Julian: Right. When the choice was made to go with Epic, I was approached by the CIO and asked to consider serving as Executive Director of Integrated EHR Solutions. That meant I was responsible for forming the IT teams that were needed to build out Epic, as well as the third-party applications that would go in parallel with the implementation. There was another executive director who managed those teams for the third-party, non-Epic applications, but I had an obligation to be sure the project plan and the integrated testing that was necessary before going live on Epic were accomplished on time, so that we could remain on schedule with the go-live dates we had committed to, and remain within our budget.
Gamble: You mentioned before that there had been some frustration in the past from physicians. Is that something you took into serious consideration?
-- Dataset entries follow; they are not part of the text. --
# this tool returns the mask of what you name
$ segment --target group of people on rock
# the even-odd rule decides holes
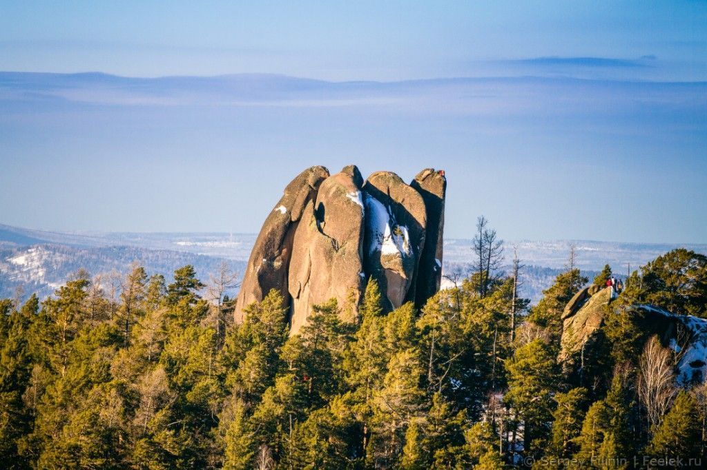
[[[612,276],[607,279],[607,287],[612,288],[610,299],[613,300],[624,290],[624,282],[620,279],[617,279],[614,276]]]

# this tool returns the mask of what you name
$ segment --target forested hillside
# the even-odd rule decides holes
[[[274,291],[233,324],[228,276],[207,300],[190,266],[169,280],[135,266],[112,301],[79,272],[53,298],[2,301],[0,466],[626,468],[703,457],[704,378],[678,387],[679,348],[625,307],[704,317],[707,258],[677,250],[634,272],[607,308],[609,341],[575,373],[556,358],[561,315],[587,280],[568,270],[528,309],[513,277],[477,272],[421,311],[391,312],[372,282],[354,323],[328,303],[290,336]]]

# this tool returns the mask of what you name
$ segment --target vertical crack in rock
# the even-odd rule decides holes
[[[415,300],[413,280],[425,243],[427,214],[422,196],[391,171],[373,173],[363,185],[366,272],[390,309]]]
[[[444,202],[447,179],[444,171],[427,168],[415,176],[410,186],[425,201],[427,226],[425,245],[416,272],[415,306],[422,308],[427,299],[439,291],[442,282],[442,254],[444,232]]]

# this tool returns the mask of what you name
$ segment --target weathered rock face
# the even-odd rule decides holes
[[[287,296],[287,272],[292,253],[294,229],[307,203],[329,176],[324,167],[308,168],[285,188],[282,198],[263,224],[250,253],[235,306],[235,320],[243,320],[243,310],[259,301],[271,289]]]
[[[560,359],[565,360],[582,349],[604,324],[611,296],[611,288],[585,287],[565,307],[562,314],[562,339]]]
[[[415,280],[415,304],[424,306],[427,299],[440,289],[442,282],[442,248],[444,232],[444,201],[447,179],[444,171],[427,168],[417,174],[410,186],[422,196],[427,210],[425,246],[420,255],[419,272]]]
[[[312,306],[330,299],[337,299],[345,318],[357,313],[365,280],[361,179],[358,169],[327,178],[305,207],[295,231],[288,276],[293,333],[305,324]]]
[[[391,308],[415,300],[416,272],[425,245],[427,210],[422,196],[399,176],[377,171],[363,185],[363,265],[385,293]]]
[[[306,324],[312,306],[331,299],[342,318],[353,320],[371,277],[389,308],[423,304],[440,285],[445,188],[444,172],[433,169],[421,171],[411,186],[390,171],[364,181],[354,165],[331,176],[323,167],[305,170],[258,235],[236,321],[271,289],[290,306],[293,334]]]
[[[589,286],[577,293],[562,315],[562,349],[558,359],[570,368],[583,347],[604,326],[611,288]],[[648,338],[658,335],[664,347],[675,351],[677,381],[686,384],[707,379],[707,320],[677,315],[652,305],[622,306],[619,315],[631,315]],[[588,350],[588,354],[591,351]]]

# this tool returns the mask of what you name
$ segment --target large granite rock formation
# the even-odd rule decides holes
[[[441,279],[445,190],[444,171],[433,169],[410,185],[390,171],[364,181],[354,165],[331,176],[323,167],[305,170],[258,235],[236,321],[271,289],[289,305],[291,333],[306,324],[312,306],[331,299],[353,320],[371,277],[389,309],[408,301],[423,305]]]
[[[250,252],[235,306],[235,320],[243,320],[243,308],[259,301],[271,289],[287,296],[287,272],[292,253],[292,239],[307,203],[316,195],[329,176],[324,167],[312,167],[298,174],[285,188]]]
[[[363,204],[356,174],[324,181],[295,231],[290,261],[291,331],[299,331],[312,306],[336,299],[345,318],[357,313],[363,289]]]

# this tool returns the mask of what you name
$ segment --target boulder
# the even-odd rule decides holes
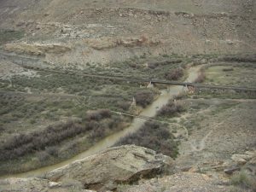
[[[170,157],[146,148],[125,145],[54,170],[46,174],[46,178],[56,183],[73,179],[85,189],[106,191],[116,189],[119,183],[133,183],[140,178],[166,173],[172,167]]]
Julian: Yes, we were deliberate. In fact, when we were rolling out Allscripts, we as an organization didn’t have a chief medical officer who had responsibility across the system for the employed physicians. We didn’t have a centralized structure in that way. And in fact, when we were going live with Epic, our CIO also served as CMIO, and he built a physician governance structure from the onset. That way, not only would we have physicians in the selection process, but when it came time to build out Epic, we were very intentional — not only with the physician community, but all the communities that were going to rely on Epic for patient care.
When it came time to make build decisions and validate how we were going to configure Epic, we brought subject matter experts from each of the care disciplines to the table so that Epic could describe the options that would be available, and those who would be relying on the system for patient care could weigh in to make that decision. There was really no IT presence at those meetings — we would hear from those operational users about how it should be designed, and then we designed to those decisions.
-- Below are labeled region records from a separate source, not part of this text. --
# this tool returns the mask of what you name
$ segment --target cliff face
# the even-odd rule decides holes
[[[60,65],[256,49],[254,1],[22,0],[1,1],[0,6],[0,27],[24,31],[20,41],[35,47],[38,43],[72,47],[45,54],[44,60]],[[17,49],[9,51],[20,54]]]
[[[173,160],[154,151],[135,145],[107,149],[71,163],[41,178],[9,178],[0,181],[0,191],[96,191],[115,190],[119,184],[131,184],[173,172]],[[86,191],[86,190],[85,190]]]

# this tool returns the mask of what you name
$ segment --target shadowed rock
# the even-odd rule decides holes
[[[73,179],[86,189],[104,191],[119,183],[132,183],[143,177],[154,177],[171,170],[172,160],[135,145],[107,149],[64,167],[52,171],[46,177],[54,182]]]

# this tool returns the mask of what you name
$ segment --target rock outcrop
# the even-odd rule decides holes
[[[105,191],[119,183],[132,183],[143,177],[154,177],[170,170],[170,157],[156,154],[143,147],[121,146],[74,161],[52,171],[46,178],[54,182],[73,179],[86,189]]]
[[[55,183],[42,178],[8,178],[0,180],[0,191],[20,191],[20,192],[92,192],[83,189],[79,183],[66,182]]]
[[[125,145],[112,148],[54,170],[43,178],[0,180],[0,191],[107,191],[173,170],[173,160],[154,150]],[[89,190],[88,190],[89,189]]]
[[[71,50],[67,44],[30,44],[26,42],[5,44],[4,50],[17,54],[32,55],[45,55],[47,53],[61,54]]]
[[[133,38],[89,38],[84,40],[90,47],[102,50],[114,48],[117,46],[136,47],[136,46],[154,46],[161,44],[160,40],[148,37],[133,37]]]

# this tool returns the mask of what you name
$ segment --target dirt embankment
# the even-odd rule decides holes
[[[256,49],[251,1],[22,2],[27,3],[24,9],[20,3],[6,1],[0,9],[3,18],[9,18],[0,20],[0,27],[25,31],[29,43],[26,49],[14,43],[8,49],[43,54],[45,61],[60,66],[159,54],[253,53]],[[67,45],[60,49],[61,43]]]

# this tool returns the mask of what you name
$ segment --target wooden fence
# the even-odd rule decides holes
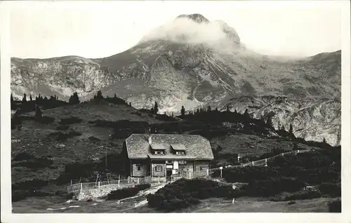
[[[247,166],[266,166],[267,165],[267,161],[274,159],[278,156],[284,156],[289,154],[297,154],[298,153],[303,153],[308,151],[310,150],[296,150],[292,151],[288,151],[285,153],[282,153],[280,154],[277,154],[276,156],[263,158],[261,160],[251,161],[246,163],[243,163],[237,165],[227,165],[225,167],[222,167],[223,168],[244,168]],[[171,182],[174,182],[180,178],[185,179],[194,179],[194,178],[207,178],[207,177],[213,177],[213,174],[216,172],[216,170],[220,170],[221,168],[216,168],[212,169],[206,169],[199,171],[185,171],[182,174],[176,174],[173,175],[171,177]],[[88,183],[79,183],[75,184],[69,185],[67,187],[67,191],[69,193],[77,192],[79,191],[81,191],[82,189],[100,189],[102,187],[107,186],[117,186],[118,188],[124,188],[133,187],[134,185],[143,184],[150,184],[152,185],[157,185],[166,182],[166,177],[139,177],[139,178],[131,178],[119,180],[110,180],[110,181],[103,181],[103,182],[88,182]]]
Gamble: I’m sure it made a significant difference having that type of involvement.
Julian: It did. With that said, there were still individuals who had not taken part in some of those sessions, so when the product rolled out, they would pause to ask questions about why it was designed this way and who made those decisions. Even though we sought to communicate throughout the project that we have governance structures and there was an open invitation for physicians to participate, we still felt it was important to have that dialogue and answer those questions as physicians were going live, and pose them so that they could at least understand how it was constructed and where input was gathered from.
Gamble: And that can be challenging because no two physicians are alike in how they want to participate and how much they want to be involved.
Julian: It can. But I applaud the many physicians who have stepped up. When we were launching Epic, we did not have service lines stood up whereby you would have physicians representatives and operational leaders come together to really think about workflows. Take, for example, cardiology. As we think about the cardiology service line and tools we might need to support care in that venue, it’s very beneficial today to have a structure where physicians and operational leaders are engaged to understand the need that exists — or quite honestly, are the ones who present the need, seek to gain input from their colleagues, bring decisions to that service line, reach consensus about what the decision is going to be, and then carry that message back from the service line to their colleagues. That’s a new structure and a new process for us, and it is really helping us move ahead in significant ways with physician voice and administrative or operational voice in forming decisions in work flows and tools.